USA: Nationale Nabelschau
Die USA setzen auf globalen „Leadership“, aus Europa aber dringt wenig hierher. Ausnahme: Angela Merkel
Dorothea Hahnaus New York
Spricht man in New York über den US-amerikanischen Blick auf Europa, bekommt man zu hören: „Wir gucken nirgendwohin. Außer auf uns selbst“, so formuliert es eine Freundin und fügt hinzu: „Andere Weltgegenden lernen wir nur kennen, wenn wir da gerade Krieg führen.“
So gesehen ist es ein gutes Zeichen, dass die EU auch 2015 in der US-amerikanischen Debatte kaum vorgekommen ist. Die nationale Nabelschau wurde verstärkt durch den Vorwahlkampf, in dem es vorrangig um innenpolitische Themen geht, wie die Verteidigung der „Middle Class“ (obwohl die längst ein Auslaufmodell ist, das einer hauchdünnen Oberschicht und einer rasant wachsenden Gruppe von Habenichtsen weicht), wie den Bau einer Mauer (damit keine Einwanderer mehr kommen) und die Verteidigung des „American Exceptionalism“ (zu dem so extravagante „Freiheiten“ gehören wie das Recht auf Waffentragen). Der Rest der Welt besteht auch 2015 aus Krisen, die Angst machen: Terrorismus, Kriege und Flüchtlinge. Europa schrumpft in diesem Bild zusammen auf den Krieg im Osten der Ukraine, auf die Attentate in Paris und auf die Flüchtlingspolitik von Berlin.
Die Nabelschau, gepaart mit weitgehender Ignoranz über den Rest der Welt, steht in eigenartigem Kontrast zu dem globalen Führungsanspruch der USA – dem globalen „Leadership“. Fast alle US-Politiker glauben, dass sie diesen bei öffentlichen Auftritten demonstrieren müssen. Der Präsident verspricht klimapolitischen „Leadership“. Die meisten republikanischen Aspiranten auf sein Nachfolge versprechen militärischen „Leadership“. Und manche, wie Carly Fiorina, halten es für angemessen, auch die US-Truppen- und Militärpräsenz in der EU – in Deutschland, Polen und dem Baltikum – aufzustocken. Auf demokratischer Seite kündigt Hillary Clinton mehr US-amerikanischen „Leadership“ beim militärischen Vorgehen gegen IS an.
Ausnahmen unter den Präsidentschaftskandidaten bilden der linke Bernie Sanders sowie der rechtslibertäre Rand Paul. Als Sanders in einer TV-Präsidentschaftsdebatte die dänische Sozialversicherung als vorbildhaft lobt, steht Clinton grinsend neben ihm und beendet das Thema mit den knappen Worten: „Die USA sind nicht Dänemark“. Dafür bekommt sie Applaus.

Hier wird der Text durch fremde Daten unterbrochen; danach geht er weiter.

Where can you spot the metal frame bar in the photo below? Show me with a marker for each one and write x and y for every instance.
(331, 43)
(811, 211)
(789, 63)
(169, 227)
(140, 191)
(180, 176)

Europa: Was für ein Jahr: In Griechenland spielte ein monatelanger Krimi um die neue Linksregierung, Währungskrise und Verhandlungen mit der Troika. Paris musste zwei islamistische Terroranschläge erleben. Und vor allem beschäftigten uns Menschen, die von jenseits des Mittelmeers nach Europa kommen. Der Umgang mit dieser „Flüchtlingskrise“ entzweite auch die Mitglieder der EU.
Sichtweise: Wie schaute die Welt auf Europa in diesem Krisenjahr? Wir haben die taz-Auslandskorrespondenten in China, Russland, Südamerika, den USA und Westafrika gebeten, mit der Brille ihres Berichtsgebiets auf 2015 zurückzublicken. Welches Bild wurde dort von Europa gezeichnet? Welche Nachrichten spielten eine besondere Rolle, welche gar keine? Was bewegte die Menschen?
Sich Anregungen von anderswo zu holen – etwa aus Skandinavien – passt nicht in das Weltbild der meisten US-Amerikaner. Die großen TV-Sender verstärken dieses Weltbild. Die meisten von ihnen unterhalten nicht einmal ein eigenes Korrespondentennetz im Rest der Welt. Wenn es irgendwo knallt, wie zuletzt in Paris, kaufen sie zunächst Beiträge von britischen Reportern ein. Dann schicken sie ihre eigenen Stars für ein paar Tage an den Ort des Geschehens.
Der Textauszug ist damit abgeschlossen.